Si, como ocurre en la actualidad en nuestro país, a casi mil quinientas conductas tipificadas como “delito” (diametralmente distintas unas con otras, desde el hurto al genocidio, pasando por una pintada callejera, un asesinato o una rotura de neumático) le damos idéntica respuesta (la cárcel), ¿en qué cabeza cabe que, como consecuencia de ello, se pueda llegar a obtener algún tipo de resultado medianamente positivo? A veces tales afirmaciones suenan demasiado obvias e irritan (o deberían irritar) a cualquiera que se jacte de tener un cierto margen de raciocinio crítico o, al menos, una dosis moderada de sensibilidad humanista.

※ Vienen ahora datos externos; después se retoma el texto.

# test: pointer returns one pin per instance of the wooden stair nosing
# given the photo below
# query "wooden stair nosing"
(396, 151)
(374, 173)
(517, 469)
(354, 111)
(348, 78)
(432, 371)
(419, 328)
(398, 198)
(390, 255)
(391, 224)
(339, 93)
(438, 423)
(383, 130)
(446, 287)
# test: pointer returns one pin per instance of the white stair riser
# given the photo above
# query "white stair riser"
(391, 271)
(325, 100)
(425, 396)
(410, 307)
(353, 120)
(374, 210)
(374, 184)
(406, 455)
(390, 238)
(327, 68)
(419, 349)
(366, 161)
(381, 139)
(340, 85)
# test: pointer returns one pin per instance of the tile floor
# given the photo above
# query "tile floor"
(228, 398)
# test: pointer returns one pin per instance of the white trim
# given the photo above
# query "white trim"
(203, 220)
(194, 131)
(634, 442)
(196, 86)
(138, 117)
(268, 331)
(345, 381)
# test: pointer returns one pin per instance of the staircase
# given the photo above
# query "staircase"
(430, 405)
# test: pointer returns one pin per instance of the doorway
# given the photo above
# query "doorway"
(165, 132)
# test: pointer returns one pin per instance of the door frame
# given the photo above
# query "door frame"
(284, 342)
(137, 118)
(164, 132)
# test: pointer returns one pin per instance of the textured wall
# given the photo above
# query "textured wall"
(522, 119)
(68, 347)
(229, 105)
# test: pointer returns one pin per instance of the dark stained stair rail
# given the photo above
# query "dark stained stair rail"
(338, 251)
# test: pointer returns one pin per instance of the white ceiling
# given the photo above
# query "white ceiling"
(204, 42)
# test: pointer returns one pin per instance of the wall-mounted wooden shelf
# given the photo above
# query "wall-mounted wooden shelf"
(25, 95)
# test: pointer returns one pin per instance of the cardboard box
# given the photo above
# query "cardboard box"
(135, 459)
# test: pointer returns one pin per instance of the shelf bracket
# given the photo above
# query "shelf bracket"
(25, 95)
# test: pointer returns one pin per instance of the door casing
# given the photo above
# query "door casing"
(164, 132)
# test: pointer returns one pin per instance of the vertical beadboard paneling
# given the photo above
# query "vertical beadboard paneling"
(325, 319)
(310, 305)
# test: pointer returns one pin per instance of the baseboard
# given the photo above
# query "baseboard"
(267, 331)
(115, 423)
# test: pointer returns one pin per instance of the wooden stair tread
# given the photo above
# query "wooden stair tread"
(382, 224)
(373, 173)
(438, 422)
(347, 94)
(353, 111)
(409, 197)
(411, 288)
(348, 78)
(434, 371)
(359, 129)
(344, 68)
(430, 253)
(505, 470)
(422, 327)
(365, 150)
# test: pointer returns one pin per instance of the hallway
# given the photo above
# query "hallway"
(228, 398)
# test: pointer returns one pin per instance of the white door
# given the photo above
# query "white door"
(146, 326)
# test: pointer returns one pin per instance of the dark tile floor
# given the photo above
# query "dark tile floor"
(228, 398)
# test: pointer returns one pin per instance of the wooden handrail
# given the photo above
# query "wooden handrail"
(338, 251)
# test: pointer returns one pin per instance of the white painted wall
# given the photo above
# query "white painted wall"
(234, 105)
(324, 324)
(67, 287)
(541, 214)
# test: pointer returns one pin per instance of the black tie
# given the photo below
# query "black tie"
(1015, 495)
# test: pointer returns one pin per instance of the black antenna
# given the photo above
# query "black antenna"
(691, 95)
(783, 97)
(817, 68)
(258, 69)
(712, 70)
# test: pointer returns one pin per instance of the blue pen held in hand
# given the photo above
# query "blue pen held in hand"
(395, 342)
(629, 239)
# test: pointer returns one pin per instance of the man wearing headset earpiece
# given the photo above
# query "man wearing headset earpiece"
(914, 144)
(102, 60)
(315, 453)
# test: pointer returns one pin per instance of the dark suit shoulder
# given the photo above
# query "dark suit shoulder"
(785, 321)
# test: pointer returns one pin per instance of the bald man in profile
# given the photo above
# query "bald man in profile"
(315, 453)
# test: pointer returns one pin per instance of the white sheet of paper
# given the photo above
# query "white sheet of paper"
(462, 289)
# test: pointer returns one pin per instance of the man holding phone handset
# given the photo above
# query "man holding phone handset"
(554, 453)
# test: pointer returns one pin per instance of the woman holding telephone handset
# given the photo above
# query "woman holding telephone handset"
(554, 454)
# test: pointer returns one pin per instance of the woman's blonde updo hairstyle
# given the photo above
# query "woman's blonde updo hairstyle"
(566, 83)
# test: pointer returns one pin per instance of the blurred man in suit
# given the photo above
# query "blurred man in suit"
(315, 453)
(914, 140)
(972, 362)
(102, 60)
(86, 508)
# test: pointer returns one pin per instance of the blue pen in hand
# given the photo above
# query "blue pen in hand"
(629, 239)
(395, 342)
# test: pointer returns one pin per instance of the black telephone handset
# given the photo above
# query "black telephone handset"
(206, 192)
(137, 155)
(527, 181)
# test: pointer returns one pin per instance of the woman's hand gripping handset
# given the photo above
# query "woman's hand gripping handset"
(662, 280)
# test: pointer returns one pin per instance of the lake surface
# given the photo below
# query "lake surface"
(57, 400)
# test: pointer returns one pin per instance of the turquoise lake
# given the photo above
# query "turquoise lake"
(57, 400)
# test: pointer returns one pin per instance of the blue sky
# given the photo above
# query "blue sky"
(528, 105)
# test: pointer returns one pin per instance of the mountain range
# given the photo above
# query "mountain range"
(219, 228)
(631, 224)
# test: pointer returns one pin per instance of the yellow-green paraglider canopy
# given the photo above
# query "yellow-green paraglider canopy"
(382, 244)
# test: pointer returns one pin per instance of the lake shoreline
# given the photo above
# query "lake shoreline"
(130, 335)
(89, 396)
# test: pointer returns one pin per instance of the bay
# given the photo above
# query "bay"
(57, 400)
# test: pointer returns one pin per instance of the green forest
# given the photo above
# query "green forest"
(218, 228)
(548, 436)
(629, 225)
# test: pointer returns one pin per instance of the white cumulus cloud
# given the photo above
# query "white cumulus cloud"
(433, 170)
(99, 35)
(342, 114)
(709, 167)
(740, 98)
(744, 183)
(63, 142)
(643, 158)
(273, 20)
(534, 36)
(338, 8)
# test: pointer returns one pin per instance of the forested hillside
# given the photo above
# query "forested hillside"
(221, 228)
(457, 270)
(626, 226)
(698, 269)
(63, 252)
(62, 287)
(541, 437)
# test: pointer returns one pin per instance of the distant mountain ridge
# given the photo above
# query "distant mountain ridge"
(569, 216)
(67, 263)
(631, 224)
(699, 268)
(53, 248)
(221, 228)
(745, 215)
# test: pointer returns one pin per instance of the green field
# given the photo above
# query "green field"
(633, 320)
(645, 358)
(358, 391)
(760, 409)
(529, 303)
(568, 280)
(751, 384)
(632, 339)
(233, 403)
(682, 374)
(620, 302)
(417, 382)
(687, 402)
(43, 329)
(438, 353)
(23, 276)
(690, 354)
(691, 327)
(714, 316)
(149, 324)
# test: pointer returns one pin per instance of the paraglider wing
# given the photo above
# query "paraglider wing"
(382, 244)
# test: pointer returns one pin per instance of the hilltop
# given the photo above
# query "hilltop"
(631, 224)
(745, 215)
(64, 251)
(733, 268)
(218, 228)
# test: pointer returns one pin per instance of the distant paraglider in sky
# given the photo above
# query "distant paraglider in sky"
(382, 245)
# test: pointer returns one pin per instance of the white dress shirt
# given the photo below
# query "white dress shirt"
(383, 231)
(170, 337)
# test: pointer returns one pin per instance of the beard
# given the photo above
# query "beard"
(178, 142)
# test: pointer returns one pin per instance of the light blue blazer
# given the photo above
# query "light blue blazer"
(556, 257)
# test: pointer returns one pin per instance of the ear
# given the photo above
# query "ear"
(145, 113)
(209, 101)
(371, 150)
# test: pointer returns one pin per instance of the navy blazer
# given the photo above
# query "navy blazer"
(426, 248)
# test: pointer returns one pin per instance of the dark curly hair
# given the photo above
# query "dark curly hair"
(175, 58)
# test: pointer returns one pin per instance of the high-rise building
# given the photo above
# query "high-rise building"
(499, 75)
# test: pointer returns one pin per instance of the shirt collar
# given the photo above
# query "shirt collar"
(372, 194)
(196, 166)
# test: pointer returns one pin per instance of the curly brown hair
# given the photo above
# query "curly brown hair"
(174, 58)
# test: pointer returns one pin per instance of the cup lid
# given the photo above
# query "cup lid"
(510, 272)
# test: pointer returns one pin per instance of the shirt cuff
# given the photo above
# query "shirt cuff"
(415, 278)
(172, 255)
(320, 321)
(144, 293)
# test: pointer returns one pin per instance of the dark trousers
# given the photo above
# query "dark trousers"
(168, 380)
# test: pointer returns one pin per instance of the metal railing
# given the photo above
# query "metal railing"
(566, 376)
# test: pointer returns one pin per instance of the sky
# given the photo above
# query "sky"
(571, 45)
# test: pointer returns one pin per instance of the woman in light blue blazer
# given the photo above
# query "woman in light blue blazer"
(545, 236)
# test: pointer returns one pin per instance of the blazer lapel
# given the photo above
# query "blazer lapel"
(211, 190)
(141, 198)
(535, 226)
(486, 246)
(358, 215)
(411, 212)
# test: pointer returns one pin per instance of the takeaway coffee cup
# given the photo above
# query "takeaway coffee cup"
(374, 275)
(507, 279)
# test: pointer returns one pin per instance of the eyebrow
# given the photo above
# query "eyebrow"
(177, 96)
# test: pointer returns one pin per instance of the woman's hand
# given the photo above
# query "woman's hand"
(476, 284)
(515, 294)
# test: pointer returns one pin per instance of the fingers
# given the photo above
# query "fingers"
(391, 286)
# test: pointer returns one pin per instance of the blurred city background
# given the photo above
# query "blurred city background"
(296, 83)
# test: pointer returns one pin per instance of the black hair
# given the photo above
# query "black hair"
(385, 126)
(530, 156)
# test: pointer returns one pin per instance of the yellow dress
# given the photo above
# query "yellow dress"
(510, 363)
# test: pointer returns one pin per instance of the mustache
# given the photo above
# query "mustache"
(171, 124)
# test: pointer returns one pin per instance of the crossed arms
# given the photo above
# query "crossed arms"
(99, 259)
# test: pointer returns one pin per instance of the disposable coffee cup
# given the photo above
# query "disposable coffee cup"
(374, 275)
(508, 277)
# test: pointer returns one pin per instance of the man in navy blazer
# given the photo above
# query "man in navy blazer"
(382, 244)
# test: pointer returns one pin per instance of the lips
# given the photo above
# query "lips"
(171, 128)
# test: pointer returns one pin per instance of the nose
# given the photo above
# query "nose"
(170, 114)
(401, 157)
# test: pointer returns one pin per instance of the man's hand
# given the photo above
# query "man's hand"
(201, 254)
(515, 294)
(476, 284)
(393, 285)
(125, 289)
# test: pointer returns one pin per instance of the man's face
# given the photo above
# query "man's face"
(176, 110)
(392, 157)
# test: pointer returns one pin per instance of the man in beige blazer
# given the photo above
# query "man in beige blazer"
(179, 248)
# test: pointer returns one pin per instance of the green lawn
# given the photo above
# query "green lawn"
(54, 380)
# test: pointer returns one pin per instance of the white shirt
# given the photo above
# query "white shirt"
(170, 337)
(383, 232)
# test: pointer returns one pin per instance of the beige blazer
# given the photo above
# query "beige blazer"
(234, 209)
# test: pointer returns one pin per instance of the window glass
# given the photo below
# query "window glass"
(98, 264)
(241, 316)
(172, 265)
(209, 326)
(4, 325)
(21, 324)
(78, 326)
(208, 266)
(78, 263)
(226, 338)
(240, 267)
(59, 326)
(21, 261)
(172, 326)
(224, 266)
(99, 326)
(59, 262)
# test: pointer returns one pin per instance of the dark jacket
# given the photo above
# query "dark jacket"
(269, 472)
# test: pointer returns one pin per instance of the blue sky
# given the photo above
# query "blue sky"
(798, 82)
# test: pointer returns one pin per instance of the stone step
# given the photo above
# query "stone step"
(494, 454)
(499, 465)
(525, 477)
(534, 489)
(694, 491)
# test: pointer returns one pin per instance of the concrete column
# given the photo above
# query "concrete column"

Resumiendo: si un sistema penal responde a intereses sectoriales, no tiene en cuenta a las partes directamente involucradas, multiplica violencia social, reafirma desigualdades estructurales, agrava la controversia que supuestamente tendría que solucionar y con escasísima imaginación pretende resolver problemas humanos cual fórmulas matemáticas (entre muchísimas otras estupideces/incoherencias, que por cuestiones meramente expositivas ahora mismo no he de mencionar) ¿qué otra opción, más que abolir todo este desastre, tenemos a nuestra disposición si realmente pretendemos cambiar el perverso transito de los acontecimientos en la materia que aquí nos ocupa? En lo personal, creo que ninguna.
* xxxxxxxxxxxx*
Nota(1) En 1215, de la mano del Papa Inocencio III, el castigo y la persecución de los enemigos naturales del statu quo fue organizado institucionalmente, a partir de la instauración de la Santa Inquisición, a través del IV Concilio de Letrán, impulsando lo que para muchos supone la configuración del primer “sistema penal” moderno. De esta forma los problemas del común de la gente dejaron de ser conflictos interpersonales, para transformase en ofensas directas a Dios y la autoridad terrenal de turno. Los protagonistas de estas dirimencias dejaron de ser vistos como sujetos, para empezar a ser reconocidos como objetos. Sin identidad, voz ni voto. El conflicto social/”delito” fue asimilado al pecado; la “pena”, a la expiación de la culpa y/o purificación del alma; y el “proceso penal”, al mecanismo formal en el cual el individuo descarriado podía llegar a reconciliarse con la divinidad a través del fantástico recurso de la confesión. Reconciliación que –vale aclararlo- siempre tuvo lugar fuera de las fronteras del mundo fáctico de los mortales, pues confesar e incluso arrepentirse públicamente no garantizaban de modo alguno evitar morir de la manera más sádica, cruel y enfermiza o incluso padecer las más feroces torturas.